Notification

Urchin WebAnalytics Software is discontinued and is no longer supported. All Urchin documentation applies only to the Urchin product as it was at the time of discontinuation, and does not apply to any Google Analytics products or services.

Running Urchin 5 and Urchin 3 simultaneously on a Sun Cobalt system

Introduction

The instructions in this article assume that you currently have Urchin 3 processing your website logs daily, that you've already installed Urchin 5, and that you have run the u3importer utilityto import your Urchin 3 configuration and databases into Urchin 5. However, if you understand enough about your Cobalt system's configuration, you can also use these details to manually set up simultaneous Urchin 3 and Urchin 5 processing regardless of whether you've imported your Urchin 3 information already.

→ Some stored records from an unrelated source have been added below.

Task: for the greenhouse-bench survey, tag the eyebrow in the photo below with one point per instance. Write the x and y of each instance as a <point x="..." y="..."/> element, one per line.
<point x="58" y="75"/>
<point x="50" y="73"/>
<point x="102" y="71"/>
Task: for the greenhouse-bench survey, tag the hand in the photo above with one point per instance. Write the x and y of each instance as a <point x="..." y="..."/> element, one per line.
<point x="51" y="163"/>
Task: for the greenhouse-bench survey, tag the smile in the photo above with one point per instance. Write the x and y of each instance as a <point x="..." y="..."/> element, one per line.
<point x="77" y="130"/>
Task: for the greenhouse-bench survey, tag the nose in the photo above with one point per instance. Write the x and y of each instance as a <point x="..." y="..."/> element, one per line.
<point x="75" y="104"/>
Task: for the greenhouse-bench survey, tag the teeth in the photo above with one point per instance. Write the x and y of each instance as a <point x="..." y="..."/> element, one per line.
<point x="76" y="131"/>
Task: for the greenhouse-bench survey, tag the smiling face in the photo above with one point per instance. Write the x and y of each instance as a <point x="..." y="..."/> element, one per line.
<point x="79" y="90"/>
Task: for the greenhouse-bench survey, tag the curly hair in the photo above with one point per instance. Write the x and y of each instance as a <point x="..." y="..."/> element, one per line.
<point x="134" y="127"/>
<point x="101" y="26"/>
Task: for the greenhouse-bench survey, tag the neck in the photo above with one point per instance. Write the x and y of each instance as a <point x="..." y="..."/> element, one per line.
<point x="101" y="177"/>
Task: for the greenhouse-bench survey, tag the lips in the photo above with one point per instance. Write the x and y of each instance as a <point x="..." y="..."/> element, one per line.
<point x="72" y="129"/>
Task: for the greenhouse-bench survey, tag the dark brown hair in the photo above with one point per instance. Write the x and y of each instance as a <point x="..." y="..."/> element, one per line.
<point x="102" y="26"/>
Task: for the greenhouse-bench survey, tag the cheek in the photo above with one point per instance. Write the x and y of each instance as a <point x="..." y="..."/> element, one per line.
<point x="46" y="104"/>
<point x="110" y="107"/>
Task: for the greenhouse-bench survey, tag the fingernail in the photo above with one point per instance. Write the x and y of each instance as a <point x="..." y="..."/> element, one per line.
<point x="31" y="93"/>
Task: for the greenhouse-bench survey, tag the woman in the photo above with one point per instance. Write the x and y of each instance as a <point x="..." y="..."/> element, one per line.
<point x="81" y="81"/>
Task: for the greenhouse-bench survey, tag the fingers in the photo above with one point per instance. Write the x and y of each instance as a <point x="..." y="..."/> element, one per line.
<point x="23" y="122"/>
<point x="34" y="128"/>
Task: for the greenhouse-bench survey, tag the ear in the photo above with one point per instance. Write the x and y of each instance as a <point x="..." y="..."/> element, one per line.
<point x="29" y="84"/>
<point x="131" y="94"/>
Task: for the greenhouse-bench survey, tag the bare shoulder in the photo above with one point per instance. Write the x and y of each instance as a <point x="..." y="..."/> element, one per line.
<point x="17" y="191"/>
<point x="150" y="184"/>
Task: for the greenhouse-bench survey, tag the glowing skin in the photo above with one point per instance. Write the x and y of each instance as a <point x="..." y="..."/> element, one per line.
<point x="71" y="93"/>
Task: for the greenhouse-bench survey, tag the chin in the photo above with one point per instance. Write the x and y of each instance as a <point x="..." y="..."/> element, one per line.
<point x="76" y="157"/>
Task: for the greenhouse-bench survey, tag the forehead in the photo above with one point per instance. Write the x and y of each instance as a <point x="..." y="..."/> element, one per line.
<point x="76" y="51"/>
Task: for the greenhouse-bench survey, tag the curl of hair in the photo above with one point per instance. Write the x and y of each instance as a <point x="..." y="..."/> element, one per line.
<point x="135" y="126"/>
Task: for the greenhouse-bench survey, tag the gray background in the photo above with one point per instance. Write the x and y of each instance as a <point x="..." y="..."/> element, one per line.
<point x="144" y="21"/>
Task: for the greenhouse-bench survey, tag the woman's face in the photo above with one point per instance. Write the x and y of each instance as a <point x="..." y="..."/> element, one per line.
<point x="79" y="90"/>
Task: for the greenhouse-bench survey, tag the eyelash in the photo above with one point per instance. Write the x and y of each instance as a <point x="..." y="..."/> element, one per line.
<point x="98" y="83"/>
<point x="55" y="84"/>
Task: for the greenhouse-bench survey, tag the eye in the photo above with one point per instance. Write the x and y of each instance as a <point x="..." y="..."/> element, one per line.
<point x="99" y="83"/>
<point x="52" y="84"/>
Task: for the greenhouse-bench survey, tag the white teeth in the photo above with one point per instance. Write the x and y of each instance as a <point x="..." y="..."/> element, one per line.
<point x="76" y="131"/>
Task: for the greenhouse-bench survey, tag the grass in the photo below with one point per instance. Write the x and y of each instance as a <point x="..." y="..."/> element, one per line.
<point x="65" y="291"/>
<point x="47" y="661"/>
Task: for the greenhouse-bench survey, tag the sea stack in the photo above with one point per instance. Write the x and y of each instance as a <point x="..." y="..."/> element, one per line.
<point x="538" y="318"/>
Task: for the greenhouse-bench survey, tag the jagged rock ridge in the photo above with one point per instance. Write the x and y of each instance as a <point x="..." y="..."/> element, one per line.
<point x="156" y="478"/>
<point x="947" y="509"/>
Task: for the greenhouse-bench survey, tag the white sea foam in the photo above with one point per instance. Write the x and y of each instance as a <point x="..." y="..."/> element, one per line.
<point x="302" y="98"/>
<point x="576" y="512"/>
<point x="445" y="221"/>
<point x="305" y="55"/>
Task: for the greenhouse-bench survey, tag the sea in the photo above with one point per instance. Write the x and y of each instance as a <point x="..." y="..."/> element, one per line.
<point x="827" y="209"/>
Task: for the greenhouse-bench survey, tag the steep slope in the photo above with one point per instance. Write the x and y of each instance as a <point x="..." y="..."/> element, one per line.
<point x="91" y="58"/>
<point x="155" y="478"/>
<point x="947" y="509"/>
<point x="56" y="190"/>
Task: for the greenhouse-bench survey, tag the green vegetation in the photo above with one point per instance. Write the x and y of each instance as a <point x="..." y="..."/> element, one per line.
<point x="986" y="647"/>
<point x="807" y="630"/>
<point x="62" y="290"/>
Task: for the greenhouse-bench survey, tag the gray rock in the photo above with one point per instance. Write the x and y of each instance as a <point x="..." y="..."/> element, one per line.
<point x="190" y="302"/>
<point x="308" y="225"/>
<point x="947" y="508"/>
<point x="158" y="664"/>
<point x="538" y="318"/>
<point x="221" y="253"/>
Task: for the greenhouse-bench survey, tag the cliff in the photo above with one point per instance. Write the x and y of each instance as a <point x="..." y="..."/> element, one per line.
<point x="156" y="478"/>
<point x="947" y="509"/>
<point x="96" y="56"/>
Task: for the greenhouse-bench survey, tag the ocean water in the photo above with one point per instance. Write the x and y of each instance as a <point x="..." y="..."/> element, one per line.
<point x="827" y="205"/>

On Sun Cobalt systems Urchin 5 can be installed and operated alongside an existing Urchin 3 installation. The two packages will be viewed as separate applications by the Cobalt management interface. However, since you will be processing the same set of website logs using both versions, some coordination must be done to ensure that log file handling by one Urchin distribution does not interfere with processing by the other Urchin distribution.

Procedure

Urchin 3 is scheduled to run daily after 5am. The execution time cannot be determined exactly because the Urchin 3 processing must wait for the Cobalt split_logs and logrotation tasks to finish running first, and that timing will vary depending on the amount of web traffic for the system. What can be predicted is that at some point each website's home directory in /home/sites should contain a newly created web.log file. After processing by Urchin 3 these web.log files will be renamed and compressed so that in their final form they will each have the name web.log.YYYYMMDD.gz, where the string YYYYMMDD will actually be a numeric timestamp that includes the year, month, and day. Since these archived logs are created by Urchin 3 with a predictable naming scheme, you can configure Urchin 5 to run after Urchin 3 and look for these archived logs. Please be sure to read the Considerations section of this article for an explanation of the differences in how Urchin 3 and Urchin 5 handle the YYYYMMDD file naming notation.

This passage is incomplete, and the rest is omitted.